The compounds used in the invention may be administered alone or in combination with pharmaceutically acceptable carriers or excipients, in either single or multiple doses. The formulations may conveniently be presented in unit dosage form by methods known to those skilled in the art.
It is preferred that the compounds according to the invention are provided in a kit. Such a kit typically contains an active compound in dosage forms for administration. A dosage form contains a sufficient amount of active compound such that a desirable effect can be obtained when administered to a subject.

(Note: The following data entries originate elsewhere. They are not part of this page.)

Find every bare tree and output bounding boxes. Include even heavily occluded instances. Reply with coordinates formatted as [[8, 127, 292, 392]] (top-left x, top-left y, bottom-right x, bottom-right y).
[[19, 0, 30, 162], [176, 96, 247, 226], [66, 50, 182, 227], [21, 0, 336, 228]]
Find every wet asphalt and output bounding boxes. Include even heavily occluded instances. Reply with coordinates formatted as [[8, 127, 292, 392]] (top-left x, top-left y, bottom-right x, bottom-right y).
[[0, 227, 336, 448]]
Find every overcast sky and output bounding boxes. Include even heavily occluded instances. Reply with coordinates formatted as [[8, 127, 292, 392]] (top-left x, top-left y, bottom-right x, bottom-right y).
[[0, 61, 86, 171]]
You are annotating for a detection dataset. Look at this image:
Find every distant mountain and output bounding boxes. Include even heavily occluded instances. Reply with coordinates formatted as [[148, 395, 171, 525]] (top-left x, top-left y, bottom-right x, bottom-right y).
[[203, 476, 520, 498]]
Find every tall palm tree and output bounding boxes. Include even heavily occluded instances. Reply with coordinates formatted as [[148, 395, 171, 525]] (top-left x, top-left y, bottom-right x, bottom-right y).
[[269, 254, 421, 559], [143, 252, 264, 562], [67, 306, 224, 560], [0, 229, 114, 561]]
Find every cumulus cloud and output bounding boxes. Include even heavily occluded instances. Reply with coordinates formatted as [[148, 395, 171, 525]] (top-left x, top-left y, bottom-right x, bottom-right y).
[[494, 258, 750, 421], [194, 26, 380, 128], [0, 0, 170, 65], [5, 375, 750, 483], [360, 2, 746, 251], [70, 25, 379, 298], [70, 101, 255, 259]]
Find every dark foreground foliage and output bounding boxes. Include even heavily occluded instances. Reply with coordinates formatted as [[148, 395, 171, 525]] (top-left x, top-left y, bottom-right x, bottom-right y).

Thus, it is preferred that the medical packaging comprises an amount of dosage units corresponding to the relevant dosage regimen. Accordingly, in one embodiment, the medical packaging comprises a pharmaceutical composition comprising a compound as defined above or a pharmaceutically acceptable salt thereof and pharmaceutically acceptable carriers, vehicles and/or excipients, said packaging having from 7 to 21 dosage units, or multiples thereof, thereby having dosage units for one week of administration or several weeks of administration.
The dosage units can be as defined above. The medical packaging may be in any suitable form for parenteral, in particular subcutaneous administration. In a preferred embodiment the packaging is in the form of a cartridge, such as a cartridge for an injection pen, the injection pen being such as an injection pen known from insulin treatment.

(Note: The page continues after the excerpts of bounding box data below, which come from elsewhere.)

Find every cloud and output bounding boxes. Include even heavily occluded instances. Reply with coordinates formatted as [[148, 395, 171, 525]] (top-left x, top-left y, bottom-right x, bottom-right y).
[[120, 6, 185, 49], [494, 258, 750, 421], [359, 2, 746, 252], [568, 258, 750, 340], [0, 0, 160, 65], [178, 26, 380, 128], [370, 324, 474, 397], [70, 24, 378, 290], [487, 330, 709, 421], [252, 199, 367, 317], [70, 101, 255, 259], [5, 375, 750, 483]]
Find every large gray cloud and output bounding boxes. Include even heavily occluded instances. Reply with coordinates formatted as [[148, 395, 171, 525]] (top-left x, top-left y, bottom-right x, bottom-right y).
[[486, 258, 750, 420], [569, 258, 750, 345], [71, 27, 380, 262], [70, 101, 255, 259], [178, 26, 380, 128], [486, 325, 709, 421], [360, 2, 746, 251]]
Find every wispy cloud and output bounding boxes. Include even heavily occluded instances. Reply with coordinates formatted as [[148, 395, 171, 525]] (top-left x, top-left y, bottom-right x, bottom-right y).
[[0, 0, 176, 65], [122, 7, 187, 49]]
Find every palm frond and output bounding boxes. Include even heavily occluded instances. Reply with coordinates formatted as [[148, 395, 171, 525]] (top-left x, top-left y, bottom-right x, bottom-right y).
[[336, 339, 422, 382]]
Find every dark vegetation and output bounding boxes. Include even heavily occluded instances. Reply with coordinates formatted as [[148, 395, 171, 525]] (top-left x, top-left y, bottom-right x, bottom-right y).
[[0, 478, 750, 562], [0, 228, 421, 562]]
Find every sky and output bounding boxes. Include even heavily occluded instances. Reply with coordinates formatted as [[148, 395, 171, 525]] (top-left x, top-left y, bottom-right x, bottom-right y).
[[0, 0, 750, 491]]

When the medical packaging comprises more than one dosage unit, it is preferred that the medical packaging is provided with a mechanism to adjust each administration to one dosage unit only.
Preferably, a kit contains instructions indicating the use of the dosage form to achieve a desirable affect and the amount of dosage form to be taken over a specified time period. Accordingly, in one embodiment the medical packaging comprises instructions for administering the pharmaceutical composition.
The GLP-1 molecules of the present invention may also be administered in combination with other agent(s). By administering “in combination” is meant that said other agents(s) may be administered prior to, simultaneously with (such as co-formulated with), or after administration of a GLP-1 molecule according to the present invention.
Thus, in one embodiment of the present invention, the GLP-1 molecule(s) may be administered in combination with one or more other excitatory factor(s) capable of inducing bile flow and/or treating biliary tract motility disorders, such as e.g. any of the following: Cholecystokinin (CCK), caerulein, acetylcholine, motilin, cholinomimetic drugs such as bethanecol or prostigmine, ursodeoxcholic acid, dietary fat, NSAIDS, erythromycin, cisapride, cholestyramine, i.v. administration of amino acids, and non-steroidal anti-inflammatory drugs
Further suitable agents to be administered in combination with the GLP-1 molecule in the present invention include, but are not restricted to:—
In another embodiment of the present invention, the GLP-1 molecule(s) may be administered in combination with one or more inhibitory factor(s) capable of reducing bile flow, such as e.g. any of the following: said inhibitory factor is selected from any of the following factors: somatostatin, octreotide, Sandostatin LAR, anticholinerge drugs, Nitric oxide, L-Arginine, nitric oxide donors such as glyceryl trinitrate, nitroprusside, calcium chanel antagonists such as nifedipine and verapamil, loperamide, Nifedipine, progesterone, Trimebutine maleate, Loperamide or ondansetron.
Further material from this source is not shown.